Job 30:19-21
19 • God has cast me into the mire,
and I have become like dust and ashes.
20 • I cry to you for help and you do not answer me;
I stand, and you only look at me.
21 • You have turned cruel to me;
with the might of your hand you persecute me.
Job's friends argued that he'd brought his troubles on himself, he must have done by their reckoning because such trouble wouldn't be visited on anyone without a reason, would it? We know better, knowing that the devil was very active in Job's troubles because we've been given an insight into how Satan was operating in this case in the first couple of chapters. But our insight isn't enough because Job, with all his lack of objectivity about the case, knew best. God is active in visiting death upon all mankind. The threat that at the death of every individual we shall return to our constituent dust is lived out in the lives of those who suffer, whose lives are cast onto the waste-heap when they would have thought of themselves as being in the midst of their years.
The worst thing about death is the feeling that God has forsaken the one who is dying. If there is, as there genuinely often is for the believer in Jesus Christ, an assurance of his accompanying them through the valley of the shadow of death then it is not death to die. But such assurance is not always vouchsafed to those who are wrestling with pain. Sometimes it seems that it is God who is wrestling with us and sometimes he seems just to stand there and watch. 'How long O Lord?'
It is small comfort to know that if God did not stay his hand we would be utterly overwhelmed but it is a comfort.
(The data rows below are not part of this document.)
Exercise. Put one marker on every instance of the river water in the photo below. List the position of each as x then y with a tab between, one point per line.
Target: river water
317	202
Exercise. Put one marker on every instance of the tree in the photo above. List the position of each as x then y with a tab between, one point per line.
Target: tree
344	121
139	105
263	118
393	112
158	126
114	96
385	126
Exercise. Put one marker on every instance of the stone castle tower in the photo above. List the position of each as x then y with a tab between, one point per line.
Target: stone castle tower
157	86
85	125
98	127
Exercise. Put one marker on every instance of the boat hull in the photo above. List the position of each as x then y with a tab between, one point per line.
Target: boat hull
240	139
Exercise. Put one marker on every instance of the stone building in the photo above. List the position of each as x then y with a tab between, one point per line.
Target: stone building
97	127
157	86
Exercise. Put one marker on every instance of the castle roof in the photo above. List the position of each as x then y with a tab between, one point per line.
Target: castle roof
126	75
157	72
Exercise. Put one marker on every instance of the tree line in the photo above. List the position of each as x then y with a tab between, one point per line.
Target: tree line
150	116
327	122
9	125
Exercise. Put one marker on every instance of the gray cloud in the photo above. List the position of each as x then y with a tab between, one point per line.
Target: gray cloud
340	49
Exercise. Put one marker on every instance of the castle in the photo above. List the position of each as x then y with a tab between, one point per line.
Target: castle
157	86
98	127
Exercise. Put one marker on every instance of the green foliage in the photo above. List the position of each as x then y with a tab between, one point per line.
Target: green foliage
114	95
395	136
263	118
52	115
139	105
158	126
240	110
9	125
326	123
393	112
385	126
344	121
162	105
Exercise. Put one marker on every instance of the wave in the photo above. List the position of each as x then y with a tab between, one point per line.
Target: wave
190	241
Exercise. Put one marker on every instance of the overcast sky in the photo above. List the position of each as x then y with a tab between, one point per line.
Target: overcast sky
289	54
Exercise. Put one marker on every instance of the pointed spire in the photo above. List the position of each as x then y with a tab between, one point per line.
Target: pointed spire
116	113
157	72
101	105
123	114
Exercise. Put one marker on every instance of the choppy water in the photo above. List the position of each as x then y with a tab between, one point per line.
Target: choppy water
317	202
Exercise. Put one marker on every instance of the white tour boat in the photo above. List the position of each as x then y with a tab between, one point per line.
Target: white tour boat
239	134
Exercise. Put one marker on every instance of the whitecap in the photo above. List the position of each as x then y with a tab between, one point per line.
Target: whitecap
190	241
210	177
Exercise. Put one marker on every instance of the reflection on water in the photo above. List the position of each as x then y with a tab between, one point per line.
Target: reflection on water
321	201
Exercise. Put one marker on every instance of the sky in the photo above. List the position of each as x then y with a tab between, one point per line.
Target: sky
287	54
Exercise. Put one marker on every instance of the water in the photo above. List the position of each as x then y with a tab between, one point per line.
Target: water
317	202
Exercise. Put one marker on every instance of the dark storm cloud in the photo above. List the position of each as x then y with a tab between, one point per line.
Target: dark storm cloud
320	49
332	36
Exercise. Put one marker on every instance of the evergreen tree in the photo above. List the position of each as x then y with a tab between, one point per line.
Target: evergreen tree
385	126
Whose hands would you rather be in? The capricious hands of man, knowing your own clumsiness, the hands of the evil one who is always racking his brains to find new ways to torture his victims or the hands of God? Job like David would have chosen to have his life in God's hands even if that meant death. (Job 13:15 Though he slay me, I will hope in him; yet I will argue my ways to his face.) If we get who God is then we will wish for the same.